I decide to escape and head straight for the shop door making the universal sign for cup of tea in mum’s direction. She’s serving one of our grey-haired regulars, here for his daily Rizlas and tobacco, whilst keeping an eye on Fr John’s disappearing back, and the two petrol pumps where dad was last seen filling up a blue Ford Fiesta.
It wasn’t that I wasn’t used to prayers, priests or going to church even. It’s just that religion was something that happened elsewhere, in church, not in the house. Going to mass was all about the soothing ritual of repeated prayers and responses, belting out hymns. It was both reflective and sociable. It was cups of tea and biscuits, ‘Hello father, great sermon, thank you,’ Chats with friends after mass, spotting who we knew in the line for communion.

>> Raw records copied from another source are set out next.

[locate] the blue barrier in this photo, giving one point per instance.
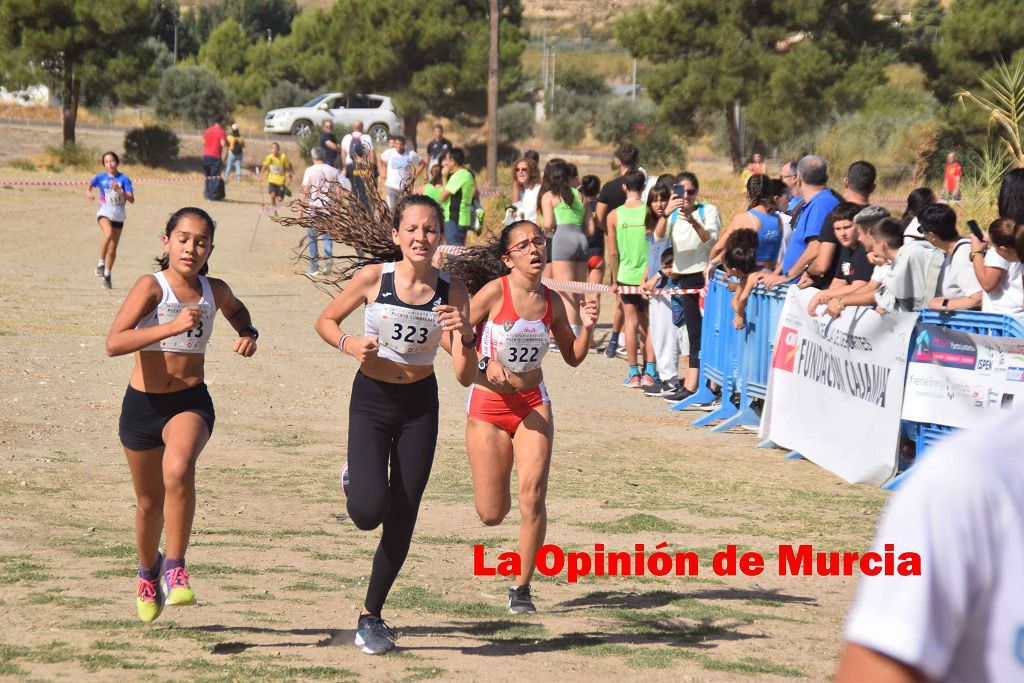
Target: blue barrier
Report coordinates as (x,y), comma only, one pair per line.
(739,360)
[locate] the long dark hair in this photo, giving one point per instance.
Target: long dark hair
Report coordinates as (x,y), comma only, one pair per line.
(476,266)
(660,191)
(165,261)
(915,201)
(558,181)
(761,191)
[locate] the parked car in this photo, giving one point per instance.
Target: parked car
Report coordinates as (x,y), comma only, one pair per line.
(377,113)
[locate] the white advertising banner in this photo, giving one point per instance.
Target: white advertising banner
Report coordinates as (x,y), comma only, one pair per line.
(836,387)
(957,379)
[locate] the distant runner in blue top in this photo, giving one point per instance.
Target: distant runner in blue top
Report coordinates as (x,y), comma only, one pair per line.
(115,189)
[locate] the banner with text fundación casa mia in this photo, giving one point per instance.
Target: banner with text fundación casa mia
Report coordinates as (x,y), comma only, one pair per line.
(957,379)
(836,387)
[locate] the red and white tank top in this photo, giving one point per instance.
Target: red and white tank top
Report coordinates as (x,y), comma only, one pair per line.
(516,343)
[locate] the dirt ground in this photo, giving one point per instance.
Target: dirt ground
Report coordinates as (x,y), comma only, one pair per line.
(279,569)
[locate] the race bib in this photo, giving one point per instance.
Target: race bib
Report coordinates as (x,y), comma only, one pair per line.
(189,341)
(521,352)
(409,331)
(113,198)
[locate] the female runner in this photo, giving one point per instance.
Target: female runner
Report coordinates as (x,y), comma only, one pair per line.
(510,418)
(115,189)
(411,308)
(167,415)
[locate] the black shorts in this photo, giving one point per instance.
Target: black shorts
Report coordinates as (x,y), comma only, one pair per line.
(116,224)
(633,299)
(144,415)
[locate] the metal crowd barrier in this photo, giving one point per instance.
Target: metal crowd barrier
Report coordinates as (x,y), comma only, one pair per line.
(739,360)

40 miles and a few short months separated us from our previous life cocooned in the warmth of family and familiarity, yet it might as well have been Mars.
The initial excitement of having ready access to crisps, chocolate and fizzy drinks – a big plus when making friends in the new school playground - of having mum and dad at home all the time, had helped to distract me from the shock at being uprooted but that excitement was waning.
I mean apart from anything; dad now drove to the cash and carry in a canary yellow Chevanne rather than a shiny company car with electric windows. He’d replaced his sharp navy Austin Read suits with wool V-neck jumpers and he’d grown a beard. Who was this man? Mum though, was reassuringly the same her laser focus and sharp mind to rearranging the shop, bringing in new stock whilst also keeping an eye on me, my violin practice and dad.
I can’t remember dad drinking, zero memories of him splashing amber liquid into a cut glass tumbler, yet I clearly remember driving home with him from Buckingham, he’d said he was going to the bank while I looked at the cassette tapes and pick n mix in Woollies, but I had my doubts as my hands gripped the my seat, as we veered across the white lines to the blaring of car horns and flashing lights, dad trancelike, remembering other times he’d forgotten to collect me from piano or violin lessons.
And I didn’t need to overhear the two village gossips telling mum how dad had been going on solo village pub crawls and that people had started ‘talking’, to know that alcohol was the problem, even if I didn’t really understand how or why or even what alcohol really was or why that made this tall, quiet, kind man the problem.
Moving house seemed to be the catch-all answer to these vague and nebulous problems. Maps appeared on kitchen walls with towns and villages marked with drawing pins. We’d go on long car drives to check places out. We moved three times in little over a year – consecutive Christmases dominated by packing boxes, moving out dates not quite coinciding with moving in dates. And each time we moved, our family shrank a little mum figuring that my siblings were now old enough to be sent away to college or to stay with family friends, even if it was just for a few weeks to see us through the move.
But at 11 and the youngest of four I kept myself close to mum, and I was happy to be at home, even if home wasn’t recognisable as home anymore. I was happy to play shops, I loved, still love standing at a till with a pricing gun, and I liked this idea that you could start again, reinvent yourself.
And I was happy to have finally shrugged off my siblings, to be able to sprawl across the sofa reading Smash Hits, playing Wham Rap at full blast and watching Grange Hill without anyone sneering. Did I mention ready access to crisps and fizzy drinks?
And so, once clear of the holy water, the shop door closed with a ‘ding’, I wander round the back to our back door and into the kitchen. I put the kettle on, grabbing four mugs from the cupboard figuring there’s no rush. I’ll leave it a few minutes before taking tea through to mum and Fr John, maybe dad’ll have turned up by then too. I’ll grab a packet of biscuits from the shop for mum and Fr John, and maybe a packet of crisps for me, but then I’ll head back upstairs and put Wham on again.